NOTE: If using Internet Explorer and you get an alert that stops the program downloading, click on Tools > Smartscreen Filter > Turn off Smartscreen Filter then click on OK in the box that opens. Then click on the link again.

  • Close your browser and double click the AdwCleaner icon on your desktop.
  • Click on the Scan in the Actions box
  • Please wait for the scan to finish..
  • When "Waiting for action.Please uncheck elements you want to keep" shows in top line..
       
  • Click on the Cleaning box.
  • Next click OK on the "Closing Programs" pop up box.
  • Click OK on the Information box & again OK to allow the necessary reboot

    After restart the AdwCleaner-Notepad log will appear, please copy/paste it in your next reply....
   
  • If you lose track of the log, it is saved in this folder C:\AdwCleaner\
Please download Junkware Removal Tool to your Desktop.
  • Please close your security software to avoid potential conflicts.
  • Run the tool by double-clicking it. If you are using Windows Vista or 7, right-mouse click it and select Run as administrator.
  • The tool will open and start scanning your system.
  • Please be patient as this can take a while to complete, depending on your system's specifications.
  • On completion, a log (JRT.txt) is saved to your Desktop and will automatically open.
  • Please post the contents of JRT.txt into your reply.

>>>>>>>>>>>>>>>>>>>>>>>
I need Fixlog.txt,
AdwareCleaner log
JRT.txt please.

platypuss

Offline Broly3k8

  • Bronze Member
  • Posts: 68
Sorry for the delay but I have some news.

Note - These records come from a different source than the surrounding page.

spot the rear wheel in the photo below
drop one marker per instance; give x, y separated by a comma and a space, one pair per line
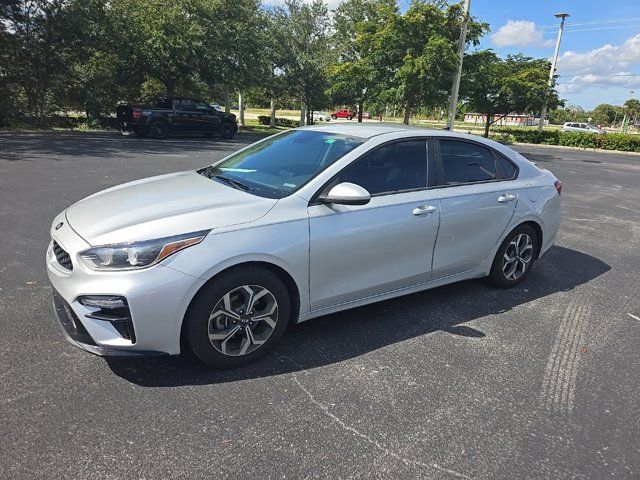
158, 130
238, 317
227, 130
515, 257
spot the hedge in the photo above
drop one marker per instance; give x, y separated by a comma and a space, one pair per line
280, 122
610, 141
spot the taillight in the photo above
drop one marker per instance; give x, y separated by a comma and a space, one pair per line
558, 185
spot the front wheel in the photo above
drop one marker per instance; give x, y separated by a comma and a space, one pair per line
227, 131
158, 130
238, 317
515, 257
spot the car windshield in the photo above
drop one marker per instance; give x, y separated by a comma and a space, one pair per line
280, 165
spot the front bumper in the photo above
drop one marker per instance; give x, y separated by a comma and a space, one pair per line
157, 298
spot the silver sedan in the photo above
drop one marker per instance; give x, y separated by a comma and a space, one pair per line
299, 225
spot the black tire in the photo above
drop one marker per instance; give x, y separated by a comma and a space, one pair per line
158, 130
199, 324
501, 269
227, 130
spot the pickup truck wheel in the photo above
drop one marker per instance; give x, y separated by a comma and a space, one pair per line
227, 131
158, 130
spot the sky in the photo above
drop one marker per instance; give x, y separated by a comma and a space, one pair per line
599, 60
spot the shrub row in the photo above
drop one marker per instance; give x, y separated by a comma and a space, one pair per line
280, 122
610, 141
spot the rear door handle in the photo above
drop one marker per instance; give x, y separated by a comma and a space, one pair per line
507, 197
424, 210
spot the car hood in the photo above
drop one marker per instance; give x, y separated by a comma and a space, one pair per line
162, 206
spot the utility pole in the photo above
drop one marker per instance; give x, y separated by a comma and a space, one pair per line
543, 113
453, 104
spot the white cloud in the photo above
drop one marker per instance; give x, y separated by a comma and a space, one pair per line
609, 66
578, 83
521, 33
608, 58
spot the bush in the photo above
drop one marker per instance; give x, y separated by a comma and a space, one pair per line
280, 122
620, 141
611, 141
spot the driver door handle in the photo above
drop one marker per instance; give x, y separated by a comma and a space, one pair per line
507, 197
424, 210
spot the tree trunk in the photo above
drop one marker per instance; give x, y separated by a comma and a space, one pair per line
302, 114
272, 122
169, 87
227, 99
241, 107
487, 125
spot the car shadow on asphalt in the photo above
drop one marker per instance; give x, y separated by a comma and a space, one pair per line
61, 145
341, 336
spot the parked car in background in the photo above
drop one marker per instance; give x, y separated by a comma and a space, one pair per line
581, 127
321, 116
174, 115
302, 224
343, 113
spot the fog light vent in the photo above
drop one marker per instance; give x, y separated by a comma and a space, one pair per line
112, 309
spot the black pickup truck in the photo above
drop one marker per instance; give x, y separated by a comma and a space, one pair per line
176, 114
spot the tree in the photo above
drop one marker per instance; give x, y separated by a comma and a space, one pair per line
307, 46
234, 40
496, 87
413, 55
352, 76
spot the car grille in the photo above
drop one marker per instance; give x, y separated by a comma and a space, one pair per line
62, 256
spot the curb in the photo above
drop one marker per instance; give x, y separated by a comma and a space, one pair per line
564, 147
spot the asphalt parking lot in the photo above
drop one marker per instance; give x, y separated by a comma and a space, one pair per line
464, 381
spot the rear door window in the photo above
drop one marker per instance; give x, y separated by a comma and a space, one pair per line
465, 162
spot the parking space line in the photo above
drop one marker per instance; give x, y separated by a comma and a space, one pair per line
559, 383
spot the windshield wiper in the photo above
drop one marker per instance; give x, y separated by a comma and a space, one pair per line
234, 183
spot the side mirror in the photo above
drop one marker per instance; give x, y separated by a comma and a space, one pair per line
346, 194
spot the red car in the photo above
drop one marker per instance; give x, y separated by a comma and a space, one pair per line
343, 113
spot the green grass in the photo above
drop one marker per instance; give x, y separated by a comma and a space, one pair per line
252, 126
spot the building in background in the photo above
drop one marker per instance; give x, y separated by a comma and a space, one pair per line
512, 119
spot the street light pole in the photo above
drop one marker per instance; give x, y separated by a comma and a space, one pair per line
543, 113
453, 104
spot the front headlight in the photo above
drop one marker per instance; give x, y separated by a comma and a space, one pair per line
137, 255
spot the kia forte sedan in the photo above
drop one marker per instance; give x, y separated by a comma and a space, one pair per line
312, 221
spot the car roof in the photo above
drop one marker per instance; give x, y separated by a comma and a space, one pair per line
370, 130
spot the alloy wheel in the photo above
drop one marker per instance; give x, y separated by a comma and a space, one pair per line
517, 257
243, 320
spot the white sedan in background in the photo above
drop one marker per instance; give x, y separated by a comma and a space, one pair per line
309, 222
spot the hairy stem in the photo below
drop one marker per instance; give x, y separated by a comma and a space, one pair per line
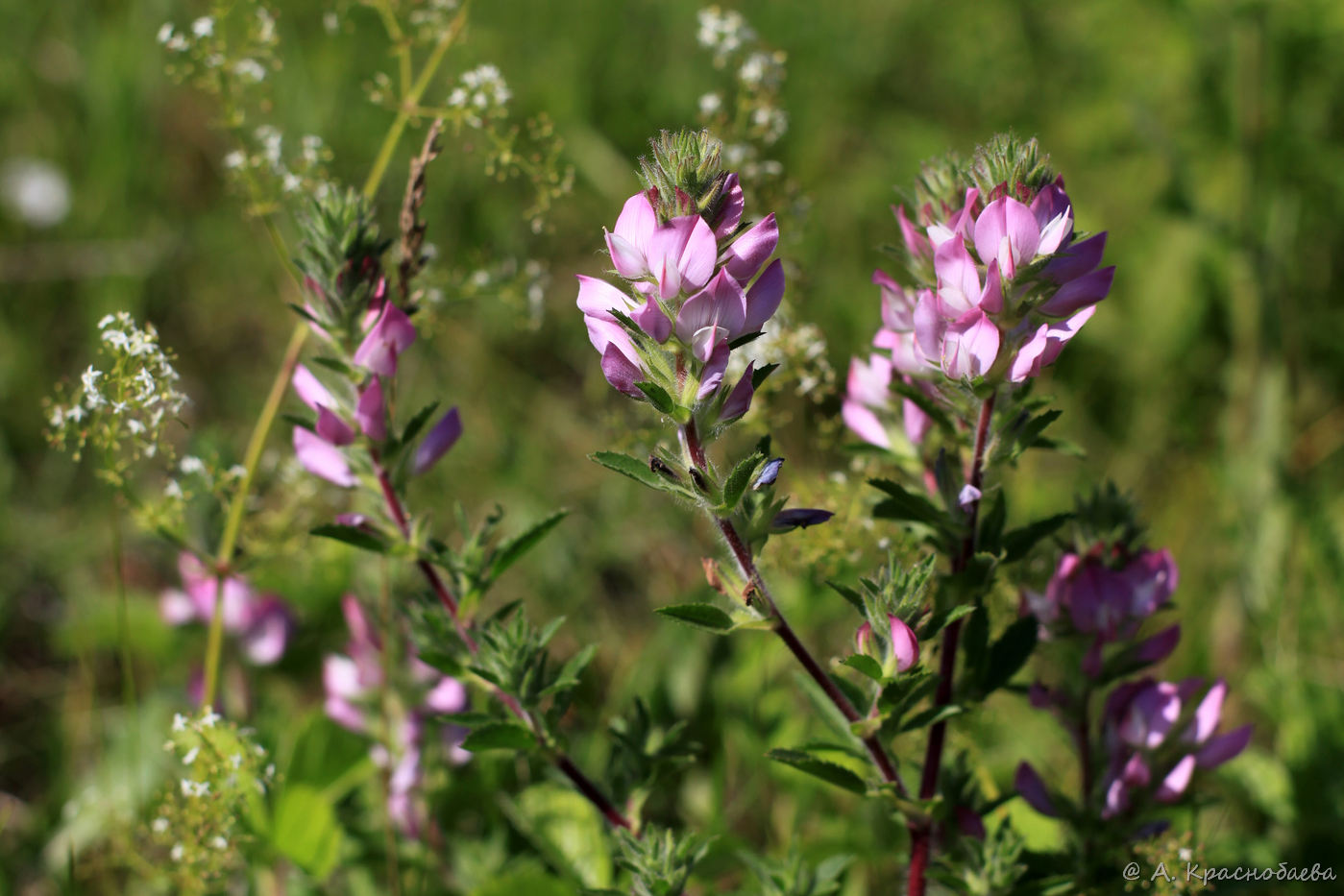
742, 554
921, 835
581, 782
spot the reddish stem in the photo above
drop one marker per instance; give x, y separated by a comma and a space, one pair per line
581, 782
921, 835
742, 554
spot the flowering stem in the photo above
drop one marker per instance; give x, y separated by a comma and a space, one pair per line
742, 554
581, 782
921, 835
410, 101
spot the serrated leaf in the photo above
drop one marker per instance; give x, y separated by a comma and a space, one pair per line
865, 664
738, 481
701, 616
501, 735
508, 552
657, 397
1017, 543
905, 505
351, 535
827, 771
636, 469
1010, 653
757, 377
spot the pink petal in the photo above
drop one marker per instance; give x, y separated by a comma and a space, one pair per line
637, 222
1033, 788
371, 413
764, 297
865, 424
905, 647
730, 214
1176, 781
309, 388
748, 252
1080, 293
959, 278
597, 299
332, 428
437, 442
1223, 747
740, 400
322, 458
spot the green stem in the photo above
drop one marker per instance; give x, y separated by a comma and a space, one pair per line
232, 522
410, 101
128, 670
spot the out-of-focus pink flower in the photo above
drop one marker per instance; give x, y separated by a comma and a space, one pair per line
261, 622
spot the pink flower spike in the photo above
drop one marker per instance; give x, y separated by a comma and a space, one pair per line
371, 411
1223, 747
865, 424
1176, 781
323, 458
764, 297
905, 647
597, 299
1007, 232
309, 388
1080, 293
748, 252
1209, 714
437, 442
1033, 788
332, 428
730, 214
740, 400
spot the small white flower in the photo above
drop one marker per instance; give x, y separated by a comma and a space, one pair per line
250, 70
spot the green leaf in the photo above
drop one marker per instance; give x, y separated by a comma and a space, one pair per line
305, 829
501, 735
827, 771
738, 481
865, 664
1010, 653
929, 716
351, 535
905, 505
418, 422
1017, 543
847, 593
657, 397
508, 552
701, 616
636, 469
758, 376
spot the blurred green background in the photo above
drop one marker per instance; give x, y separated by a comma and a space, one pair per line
1206, 135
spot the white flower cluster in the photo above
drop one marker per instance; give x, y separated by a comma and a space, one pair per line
430, 19
480, 91
723, 31
128, 403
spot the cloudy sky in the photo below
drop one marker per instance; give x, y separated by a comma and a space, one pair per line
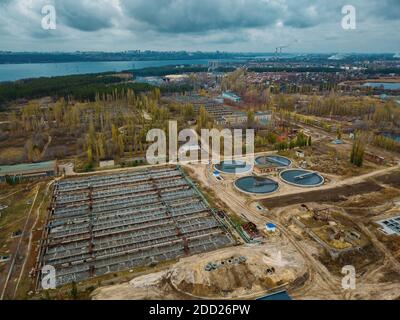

If youll notice my IP is now much different, as I currently living in Germany now, and have sold the PC that we were talking about here.

I had a buddy of mine go over the last computer to ensure everything was deleted from it, so if there was anything wrong with it, it should not have gone to the new owner.

Although this computer I am on now definitely is giving me the tale-tale signs of possibly being used as a zombie computer. Opening tabs on its on, random sounds, extremely sluggish at times. It's almost as bad as the first computer I originally brought to you all. Im probably going to go ahead and open a post for this one.